India leads AI-first cybersecurity transformation – 94% of enterprises already deploying AI for detection and response: IDC-Fortinet Report
Indian enterprises are progressing rapidly from basic AI-assisted detection to more advanced applications such as automated response, predictive threat modeling, AI-driven incident response, and behavioural analytics.
Bangalore, November 5: Artificial Intelligence (AI) has firmly moved from experimentation to mainstream adoption in India’s cybersecurity landscape, according to a new IDC survey commissioned by Fortinet. The 2025 study reveals that 94% of organizations in India are already using AI within their security environments — marking a decisive shift from reactive to predictive defence strategies.
AI reshaping defence and offence
The study highlights that AI is transforming both defenders’ and attackers’ playbooks. Nearly 72% of Indian organizations reported encountering AI-powered cyberattacks in the past year, with 70% witnessing a twofold increase in threat volume and 12% a threefold surge. These attacks, often leveraging automation and adaptive learning, are proving harder to detect and counter, exposing critical gaps in visibility and governance.
Beyond detection: the next phase of AI use
Indian enterprises are progressing rapidly from basic AI-assisted detection to more advanced applications such as automated response, predictive threat modeling, AI-driven incident response, and behavioural analytics. While Generative AI (GenAI) is being used for low-risk tasks like rule updates, playbook management, and social engineering detection, autonomous remediation is still in its early “co-pilot” phase.

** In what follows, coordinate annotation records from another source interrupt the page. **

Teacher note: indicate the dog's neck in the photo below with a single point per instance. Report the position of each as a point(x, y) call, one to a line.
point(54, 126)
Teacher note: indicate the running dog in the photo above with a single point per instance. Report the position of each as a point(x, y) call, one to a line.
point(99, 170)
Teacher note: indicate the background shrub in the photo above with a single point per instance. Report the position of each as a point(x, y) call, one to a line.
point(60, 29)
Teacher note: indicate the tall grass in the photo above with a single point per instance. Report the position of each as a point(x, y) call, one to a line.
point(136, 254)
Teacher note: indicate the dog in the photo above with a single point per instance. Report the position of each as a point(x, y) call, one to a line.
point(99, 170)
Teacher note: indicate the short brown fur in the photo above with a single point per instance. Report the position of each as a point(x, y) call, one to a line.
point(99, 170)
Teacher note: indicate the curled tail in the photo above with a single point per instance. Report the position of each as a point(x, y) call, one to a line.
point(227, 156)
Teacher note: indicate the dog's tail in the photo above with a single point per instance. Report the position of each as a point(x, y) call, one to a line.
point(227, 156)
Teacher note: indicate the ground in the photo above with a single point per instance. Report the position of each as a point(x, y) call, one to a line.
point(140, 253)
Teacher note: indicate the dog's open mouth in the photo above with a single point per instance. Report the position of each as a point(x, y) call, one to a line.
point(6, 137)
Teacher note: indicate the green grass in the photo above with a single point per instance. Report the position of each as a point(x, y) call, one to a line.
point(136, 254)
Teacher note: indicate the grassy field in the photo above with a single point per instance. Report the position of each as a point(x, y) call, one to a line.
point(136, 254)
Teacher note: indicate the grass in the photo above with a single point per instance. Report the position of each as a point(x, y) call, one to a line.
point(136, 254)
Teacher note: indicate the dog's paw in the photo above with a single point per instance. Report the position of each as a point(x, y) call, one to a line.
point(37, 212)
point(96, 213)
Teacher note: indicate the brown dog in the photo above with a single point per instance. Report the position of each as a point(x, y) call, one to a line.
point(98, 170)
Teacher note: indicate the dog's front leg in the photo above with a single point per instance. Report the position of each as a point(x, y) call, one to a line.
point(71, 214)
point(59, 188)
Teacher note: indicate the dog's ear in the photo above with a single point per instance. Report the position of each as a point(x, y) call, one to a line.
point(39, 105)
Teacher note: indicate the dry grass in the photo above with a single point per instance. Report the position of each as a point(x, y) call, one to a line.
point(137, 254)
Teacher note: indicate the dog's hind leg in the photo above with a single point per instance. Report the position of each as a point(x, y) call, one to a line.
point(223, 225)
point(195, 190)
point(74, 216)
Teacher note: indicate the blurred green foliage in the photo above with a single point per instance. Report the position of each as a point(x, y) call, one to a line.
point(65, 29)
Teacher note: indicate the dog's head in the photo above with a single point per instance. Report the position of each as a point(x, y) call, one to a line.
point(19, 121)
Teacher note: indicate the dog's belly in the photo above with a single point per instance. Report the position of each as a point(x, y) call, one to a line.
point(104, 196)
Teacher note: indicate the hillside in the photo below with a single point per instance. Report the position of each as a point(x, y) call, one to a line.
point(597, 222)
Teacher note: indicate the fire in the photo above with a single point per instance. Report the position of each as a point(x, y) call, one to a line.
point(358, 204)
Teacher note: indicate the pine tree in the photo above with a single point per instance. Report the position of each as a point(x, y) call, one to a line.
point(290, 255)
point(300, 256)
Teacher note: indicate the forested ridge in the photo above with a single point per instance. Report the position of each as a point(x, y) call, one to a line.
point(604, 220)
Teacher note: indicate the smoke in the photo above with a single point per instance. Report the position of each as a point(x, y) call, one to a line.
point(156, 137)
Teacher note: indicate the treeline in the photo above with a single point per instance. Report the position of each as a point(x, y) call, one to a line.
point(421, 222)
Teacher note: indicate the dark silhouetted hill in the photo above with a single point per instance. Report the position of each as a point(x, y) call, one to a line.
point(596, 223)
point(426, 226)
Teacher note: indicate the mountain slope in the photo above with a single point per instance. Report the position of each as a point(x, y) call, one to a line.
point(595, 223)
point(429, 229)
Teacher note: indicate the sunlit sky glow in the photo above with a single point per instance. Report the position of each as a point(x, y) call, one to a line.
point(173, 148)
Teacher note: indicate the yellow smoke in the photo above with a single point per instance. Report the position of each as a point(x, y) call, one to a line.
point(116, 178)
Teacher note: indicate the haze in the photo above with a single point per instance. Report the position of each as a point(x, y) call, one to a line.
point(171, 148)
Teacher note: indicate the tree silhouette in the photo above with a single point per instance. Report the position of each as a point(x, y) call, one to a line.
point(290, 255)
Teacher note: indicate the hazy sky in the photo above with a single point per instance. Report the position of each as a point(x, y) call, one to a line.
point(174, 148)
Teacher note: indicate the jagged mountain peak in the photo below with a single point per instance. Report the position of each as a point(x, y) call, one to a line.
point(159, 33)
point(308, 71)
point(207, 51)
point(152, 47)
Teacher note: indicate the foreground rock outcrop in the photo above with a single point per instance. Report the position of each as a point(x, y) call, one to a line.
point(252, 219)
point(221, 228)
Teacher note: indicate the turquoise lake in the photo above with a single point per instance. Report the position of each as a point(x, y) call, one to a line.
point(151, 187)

Workforce and investments evolving
AI adoption is also reshaping cybersecurity roles. The top emerging positions include AI security engineers, threat intelligence analysts, and AI-focused incident response specialists. However, despite growing reliance on AI, cybersecurity teams remain stretched — only 6% of total organizational staff are dedicated to IT, with just 13% of them in security roles, and less than 16% of organizations have a full-time CISO.
Budget growth remains modest, with 82% reporting increased spending, but most under 5% year-on-year. Investment priorities are shifting toward identity security, SASE/Zero Trust, cloud-native protection, and cyber resilience, rather than infrastructure-heavy spending.
Convergence and consolidation on the rise
As cyber complexity increases, 88% of enterprises are pursuing converged security-networking architectures, and 74% are considering vendor consolidation to simplify management, improve integration, and strengthen overall security posture.
Simon Piff, Research Vice-President at IDC Asia-Pacific, noted that India is entering a new era where “AI is being embedded across detection, incident response, and team design—ushering in smarter and faster security operations.”
Vivek Srivastava, Country Manager, India & SAARC, Fortinet, added: “CISOs in India are now designing cybersecurity strategies around AI—aligning budgets, teams, and architectures for intelligent, adaptive, and converged defence models.”
The IDC study surveyed 550 IT and security leaders across 11 Asia-Pacific markets between February and April 2025, underscoring how India is leading the regional shift toward AI-first cybersecurity.